Une fiscalité séduisante

En termes de fiscalité, l’épargne de partage fonctionne sur le même principe que les dons directs. Ainsi, 66 % des sommes données à une association peuvent être déduits de l’impôt sur le revenu, dans la limite de 20 % pour les particuliers (75 % pour les dons versés à une association à caractère très sociale). La déduction s’élève à 60 % des versements dans la limite de 5 pour mille du chiffre d’affaires pour les personnes morales.
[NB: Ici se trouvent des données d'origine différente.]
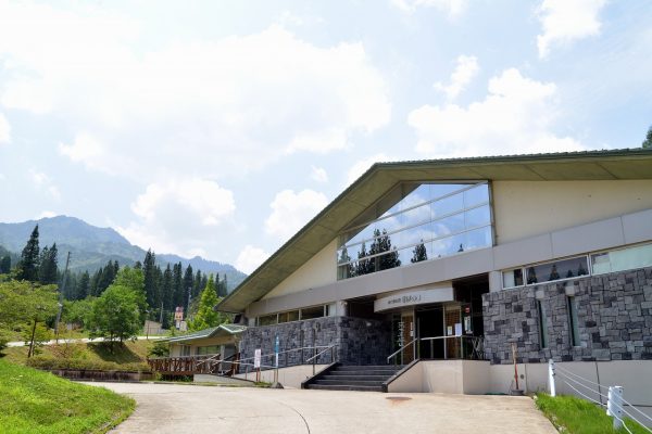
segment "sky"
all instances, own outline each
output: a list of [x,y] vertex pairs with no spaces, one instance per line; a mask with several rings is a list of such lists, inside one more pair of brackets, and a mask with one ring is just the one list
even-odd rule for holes
[[0,0],[0,221],[251,272],[375,162],[639,148],[647,0]]

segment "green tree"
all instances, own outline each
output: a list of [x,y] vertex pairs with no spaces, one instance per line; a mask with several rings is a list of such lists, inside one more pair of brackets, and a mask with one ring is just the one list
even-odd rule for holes
[[192,282],[192,298],[199,296],[202,288],[205,288],[205,285],[201,285],[201,270],[197,270],[195,273],[195,281]]
[[214,309],[217,303],[220,303],[220,298],[215,292],[213,275],[211,275],[206,288],[201,292],[197,315],[189,322],[188,328],[191,331],[198,331],[224,323],[226,319]]
[[145,314],[148,310],[147,297],[145,294],[145,276],[139,268],[124,267],[117,271],[117,276],[113,284],[128,288],[134,292],[138,310],[140,312],[140,321],[145,323]]
[[161,303],[159,296],[159,288],[156,282],[156,255],[151,251],[147,251],[142,260],[142,276],[145,277],[145,294],[147,304],[151,307],[158,307]]
[[414,246],[412,251],[412,259],[410,261],[412,264],[421,263],[422,260],[428,259],[428,253],[426,252],[426,246],[424,245],[424,240],[422,240],[421,244]]
[[28,356],[34,354],[38,324],[51,319],[57,307],[55,285],[18,280],[0,282],[0,330],[27,330]]
[[186,311],[190,308],[190,299],[192,298],[192,284],[195,283],[195,275],[192,272],[192,267],[188,264],[188,268],[186,268],[186,272],[184,273],[184,306],[186,306]]
[[342,248],[342,253],[340,254],[340,257],[337,263],[341,264],[339,266],[339,273],[341,276],[341,279],[348,279],[355,276],[355,268],[351,263],[351,256],[349,256],[349,251],[347,250],[347,246]]
[[174,310],[177,307],[184,307],[184,271],[181,263],[175,264],[172,269],[172,292],[173,305],[171,310]]
[[91,337],[123,342],[141,329],[138,295],[130,288],[112,284],[95,301],[87,318]]
[[172,268],[170,264],[163,271],[163,279],[161,280],[161,297],[163,298],[163,310],[172,310],[173,306],[173,289],[172,289]]
[[42,284],[53,284],[59,280],[58,254],[59,252],[57,250],[57,243],[52,244],[52,247],[43,247],[40,254],[40,264],[38,269],[39,281]]
[[87,297],[74,302],[63,302],[63,320],[66,323],[76,324],[82,328],[86,327],[95,301],[95,297]]
[[374,272],[374,263],[371,259],[365,259],[365,257],[369,255],[366,251],[366,245],[364,241],[362,242],[362,246],[360,247],[360,252],[358,252],[358,263],[355,264],[355,276],[364,276],[369,272]]
[[374,230],[374,242],[369,246],[369,255],[378,255],[373,258],[376,263],[375,271],[388,270],[401,266],[399,252],[392,248],[387,229],[383,229],[383,232],[380,229]]
[[28,280],[30,282],[38,281],[38,225],[36,225],[32,231],[32,235],[29,235],[27,244],[23,248],[23,253],[21,253],[21,260],[17,265],[17,279]]
[[0,275],[8,275],[11,271],[11,256],[5,255],[0,258]]
[[645,140],[643,140],[643,148],[652,149],[652,125],[648,128],[648,135],[645,136]]
[[79,282],[77,283],[77,291],[75,294],[75,299],[84,299],[90,295],[90,275],[88,275],[88,270],[84,271],[79,277]]

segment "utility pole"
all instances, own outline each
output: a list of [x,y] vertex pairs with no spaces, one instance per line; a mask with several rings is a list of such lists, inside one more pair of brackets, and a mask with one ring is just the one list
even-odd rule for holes
[[67,266],[71,263],[71,252],[68,251],[67,258],[65,259],[65,269],[63,270],[63,282],[61,282],[61,289],[59,290],[59,310],[57,311],[57,321],[54,322],[54,335],[57,336],[57,343],[59,344],[59,321],[61,321],[61,312],[63,310],[63,292],[65,291],[65,282],[67,281]]

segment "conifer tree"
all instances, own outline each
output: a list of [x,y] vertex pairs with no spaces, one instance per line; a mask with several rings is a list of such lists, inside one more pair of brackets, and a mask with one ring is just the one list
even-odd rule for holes
[[201,293],[201,289],[205,288],[201,285],[201,270],[197,270],[195,273],[195,281],[192,282],[192,298],[197,297]]
[[11,271],[11,256],[5,255],[0,258],[0,275],[7,275]]
[[175,264],[172,269],[172,292],[173,292],[173,306],[172,309],[177,307],[184,307],[184,276],[183,276],[181,263]]
[[369,272],[374,272],[374,263],[369,259],[364,259],[369,253],[366,251],[366,245],[364,241],[362,242],[362,246],[360,247],[360,252],[358,252],[358,263],[355,264],[355,276],[364,276]]
[[142,276],[145,277],[145,293],[147,295],[147,304],[151,307],[160,305],[159,291],[156,288],[156,255],[148,250],[142,261]]
[[188,268],[186,268],[186,272],[184,273],[184,306],[186,307],[186,311],[190,308],[190,299],[192,297],[192,284],[195,283],[195,275],[192,272],[192,267],[188,264]]
[[58,279],[58,251],[57,243],[52,247],[45,246],[40,254],[39,281],[42,284],[57,283]]
[[167,264],[167,267],[165,268],[165,271],[163,271],[163,278],[161,280],[161,297],[163,299],[163,310],[167,311],[171,311],[174,307],[174,292],[172,289],[172,268],[170,268],[170,264]]
[[422,240],[421,244],[414,246],[412,251],[412,259],[410,261],[412,264],[421,263],[422,260],[428,259],[428,253],[426,252],[426,246],[424,245],[424,240]]
[[76,299],[84,299],[90,295],[90,276],[88,270],[82,273],[79,283],[77,284]]
[[220,298],[217,298],[217,293],[215,292],[215,282],[213,275],[211,275],[206,288],[201,292],[199,309],[192,321],[188,324],[189,329],[198,331],[223,323],[224,318],[214,309],[218,302]]
[[38,281],[38,260],[39,260],[39,247],[38,247],[38,225],[34,227],[29,241],[23,248],[21,254],[21,261],[18,263],[17,279],[28,280],[30,282]]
De plus, la loi du 21 août 2007 en faveur du travail, de l’emploi et du pouvoir d’achat (TEPA) précise que les contribuables redevables de l’impôt sur la fortune (ISF) peuvent soustraire 75 % du montant de certains dons de cet impôt, à raison de 50 000 euros/an, et 45 000 euros en cas de cumul des réductions d’ISF au titre de dons et de souscriptions au capital de PME.

Toutefois, l’épargne bancaire solidaire ne se limite pas aux produits de partage. Les épargnants peuvent aussi s’orienter vers des investissements solidaires. En effet, la plupart des banques, mutuelles d’assurance ou sociétés de gestion d’actifs proposent dans leur catalogue des livrets, des fonds commun de placement (FCP) et des Sicav. Dans le cadre de ce type d’investissement solidaire, les épargnants (personnes physiques et morales) sont soumis au prélèvement fiscal libératoire. “Les intérêts donnés à l’association bénéficieront d’un prélèvement réduit à 5 %, tandis que les intérêts que vous conserverez seront taxés au taux normal de 24 %, hors prélèvement social de 15,5 %”, précise Finansol.

Épargne salariale et actionnariat solidaires

Deuxième démarche pour épargner solidaire : via son entreprise. Les épargnants ont la possibilité de placer leur argent sur le plan épargne de leur entreprise en souscrivant un produit d’investissement solidaire appelé Fonds commun de placement d’entreprise solidaire (FCPES). Le succès de ce mode d’épargne est en grande partie dû à la loi de modernisation de l’économie du 4 août 2008, qui oblige les entreprises détenant un Plan d’épargne entreprise (PEE) ou un Plan d’épargne retraite collective (Perco) à proposer à leurs salariés au moins un fonds solidaire, depuis le 1er janvier 2010. Avec 3,7 milliards d’euros d’encours au 31 décembre 2013 – soit plus de la moitié de l’encours total d’épargne solidaire –, il s’agit du produit d’investissement solidaire le plus souscrit par les Français. “En 2013, l’épargne salariale a gagné 41 % des parts de marché par rapport à l’année précédente”, rapporte Sophie des Mazery, de Finansol. Ces produits, des fonds “90/10”, financent à hauteur de 5 à 10 % des entreprises à forte utilité sociale. Les sommes investies (si elles sont placées au moins cinq ans sur un PEE) et les intérêts perçus sont exonérés d’impôts.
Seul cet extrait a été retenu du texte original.